Il saccarosio da barbabietola essendo meno competitivo rispetto a quello di canna ha potuto sopravvivere grazie a tutele tariffarie doganali, oltre che a pesanti interventi di sostegno pubblico a favore dei coltivatori. L’Unione Europea, quale massimo produttore mondiale della barbabietola da zucchero (50% del totale) aveva infatti incluso questa coltivazione nei suoi provvedimenti della Politica Agricola Comune, politica che oggi è in fase di smantellamento. Infatti, contrariamente a quanto richiesto dai produttori bieticoli, saranno liberalizzate le quote di produzione.

L’Italia produce il 30% dello zucchero consumato. [/box]

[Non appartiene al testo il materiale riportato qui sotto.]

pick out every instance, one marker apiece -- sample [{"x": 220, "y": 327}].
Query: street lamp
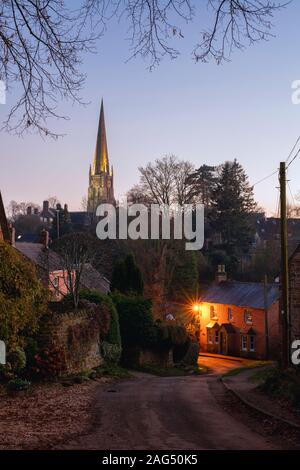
[{"x": 196, "y": 309}]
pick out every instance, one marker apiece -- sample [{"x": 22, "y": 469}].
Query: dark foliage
[{"x": 127, "y": 277}]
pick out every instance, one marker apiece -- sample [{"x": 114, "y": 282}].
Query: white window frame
[
  {"x": 251, "y": 346},
  {"x": 244, "y": 348},
  {"x": 248, "y": 317},
  {"x": 217, "y": 336}
]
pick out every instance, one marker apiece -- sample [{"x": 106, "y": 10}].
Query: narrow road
[{"x": 169, "y": 413}]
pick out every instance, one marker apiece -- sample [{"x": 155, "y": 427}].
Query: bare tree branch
[{"x": 42, "y": 43}]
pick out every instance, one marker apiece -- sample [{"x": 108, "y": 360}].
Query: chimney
[
  {"x": 45, "y": 238},
  {"x": 12, "y": 235},
  {"x": 45, "y": 207},
  {"x": 221, "y": 274}
]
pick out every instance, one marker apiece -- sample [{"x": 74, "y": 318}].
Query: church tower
[{"x": 101, "y": 180}]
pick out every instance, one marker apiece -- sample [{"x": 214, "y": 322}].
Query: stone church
[{"x": 101, "y": 179}]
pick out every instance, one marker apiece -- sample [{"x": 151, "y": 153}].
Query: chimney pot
[
  {"x": 45, "y": 238},
  {"x": 45, "y": 206},
  {"x": 221, "y": 274}
]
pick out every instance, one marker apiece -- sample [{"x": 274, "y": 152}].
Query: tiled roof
[
  {"x": 241, "y": 294},
  {"x": 90, "y": 278}
]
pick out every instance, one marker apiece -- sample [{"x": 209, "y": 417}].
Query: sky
[{"x": 200, "y": 112}]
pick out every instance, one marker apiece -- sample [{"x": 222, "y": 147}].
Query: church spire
[{"x": 101, "y": 163}]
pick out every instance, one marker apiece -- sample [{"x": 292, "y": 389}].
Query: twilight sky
[{"x": 201, "y": 112}]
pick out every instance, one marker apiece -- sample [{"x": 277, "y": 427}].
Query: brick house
[
  {"x": 51, "y": 273},
  {"x": 294, "y": 293},
  {"x": 240, "y": 319}
]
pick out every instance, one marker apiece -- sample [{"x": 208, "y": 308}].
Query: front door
[{"x": 223, "y": 343}]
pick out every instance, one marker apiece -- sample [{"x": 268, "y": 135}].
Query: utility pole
[
  {"x": 284, "y": 303},
  {"x": 57, "y": 222},
  {"x": 266, "y": 316}
]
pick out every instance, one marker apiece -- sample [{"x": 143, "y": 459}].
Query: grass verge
[
  {"x": 175, "y": 371},
  {"x": 252, "y": 365}
]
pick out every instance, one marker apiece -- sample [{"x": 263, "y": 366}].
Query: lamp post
[{"x": 196, "y": 309}]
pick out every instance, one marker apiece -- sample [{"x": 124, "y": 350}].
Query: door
[{"x": 223, "y": 343}]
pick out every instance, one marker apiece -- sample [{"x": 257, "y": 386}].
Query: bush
[
  {"x": 17, "y": 359},
  {"x": 283, "y": 384},
  {"x": 109, "y": 322},
  {"x": 111, "y": 352},
  {"x": 16, "y": 385},
  {"x": 170, "y": 335},
  {"x": 31, "y": 349},
  {"x": 127, "y": 277},
  {"x": 23, "y": 299},
  {"x": 49, "y": 363},
  {"x": 136, "y": 323}
]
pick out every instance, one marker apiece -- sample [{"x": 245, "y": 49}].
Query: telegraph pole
[
  {"x": 284, "y": 304},
  {"x": 266, "y": 316}
]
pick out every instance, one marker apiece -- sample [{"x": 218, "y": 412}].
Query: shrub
[
  {"x": 17, "y": 359},
  {"x": 31, "y": 349},
  {"x": 111, "y": 352},
  {"x": 49, "y": 363},
  {"x": 16, "y": 385},
  {"x": 23, "y": 299},
  {"x": 127, "y": 277},
  {"x": 136, "y": 323},
  {"x": 170, "y": 335},
  {"x": 109, "y": 320}
]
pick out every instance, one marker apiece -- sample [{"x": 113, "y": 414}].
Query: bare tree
[
  {"x": 16, "y": 209},
  {"x": 53, "y": 201},
  {"x": 163, "y": 182},
  {"x": 42, "y": 43},
  {"x": 84, "y": 203},
  {"x": 75, "y": 251}
]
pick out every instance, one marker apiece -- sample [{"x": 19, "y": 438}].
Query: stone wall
[
  {"x": 158, "y": 358},
  {"x": 76, "y": 336}
]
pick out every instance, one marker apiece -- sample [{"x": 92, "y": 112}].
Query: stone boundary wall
[{"x": 76, "y": 335}]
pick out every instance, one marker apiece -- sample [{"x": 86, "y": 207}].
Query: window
[
  {"x": 247, "y": 317},
  {"x": 212, "y": 312},
  {"x": 216, "y": 336}
]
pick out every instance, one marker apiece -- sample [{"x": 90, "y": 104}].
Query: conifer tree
[
  {"x": 127, "y": 277},
  {"x": 233, "y": 203}
]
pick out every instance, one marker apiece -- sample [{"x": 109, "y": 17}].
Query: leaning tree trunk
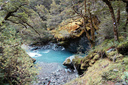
[
  {"x": 127, "y": 16},
  {"x": 113, "y": 19}
]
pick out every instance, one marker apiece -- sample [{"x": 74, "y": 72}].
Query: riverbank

Le applicazioni nel settore lattiero caseario 

L’impiego di zucchero nell’industria del latte e del gelato si è consolidato nel tempo e le strategie d’impiego dei dolcificanti ipocalorici sono in atto da anni. L’arrivo del dolcificante naturale a calorie zero, come facilmente prevedibile, ha infatti rinvigorito il lancio di nuovi prodotti a carattere naturalistico-ipocalorico. I primi impieghi registrano la stevia come dolcificante per yogurt, dessert e gelati. Ecco una lista incompleta di aziende, perché destinata ben presto a raddoppiare, che commercializzano derivati lattei contenenti estratti di stevia: Andechser, Arla, Colun, Danone, Liberté, Miyogur, Red Wood Hill Farm, Stonyfield, Tillamook, Voskos, Yakult, Yoplait.  Infine, non si può sottacere su alcune difficoltà da superare per impiegare la meravigliosa stevia. Infatti, quando i cristalli purificati sono assaggiati in purezza, rilasciano un abbondante e persistente sapore dolce molto persistente, che si stempera lentamente lasciando in bocca sensazioni trigeminali di astringenza e note aromatiche amarognole tendenti alla liquerizia. In questo momento intervengono gli esperti aromatieri con le loro collaudate tecniche di mascheramento degli aromi indesiderati. In effetti, non si tratta di risolvere un grave problema, ma di stabilizzare le caratteristiche sensoriali del prodotto finito a un elevato livello di accettabilità e costanza sensoriale accettabile dalla grande maggioranza dei consumatori potenziali. Per altro, l’effetto mascherante della crema del latte è noto da tempo, come da tempo è sfruttato l’effetto coprente della frutta aggiunta allo yogurt nelle varie formulazioni (pezzi, purea, estratti) e ai latti fermentati. In questi ultimi casi la predominanza degli aromi vegetali e fruttati annullano sicuramente quelle note finali del dolcificante assaggiato in purezza. 

In arrivo anche il frutto del Budda

In un quadro globale alquanto scettico, negli USA, qualche anno fa, lo “zucchero degli Inca” era impiegato da Coca Cola nei succhi di frutta con marchio “Odwalla” in una miscela denominata “Truvia”, e dalla Pepsi Co. nella bibita “Sobe” in una combinazione di zuccheri chiamata “PureVia”. Per contrastare il nascente monopolio sud americano, i cinesi, dal canto loro, immettevano sul mercato un nuovo dolcificante naturale ricavato da Luo han guo, il frutto di una pianta delle Cucurbitacee (la famiglia della zucca) maggiormente noto come “frutto del Budda” o “frutto del Monaco”. Il nome scientifico del Luo Han Guo è Siraitia grosvenori, in precedenza già detta Momordica grosvenori. Il frutto noto ai cinesi per il dolce sapore era utilizzato anche come erba medicinale per il trattamento della tosse, del mal di gola, e riconosciuto nel Sud della Cina come portentoso agente anti-invecchiamento.

La concorrenza dei dolcificanti non calorici, batte alla porta!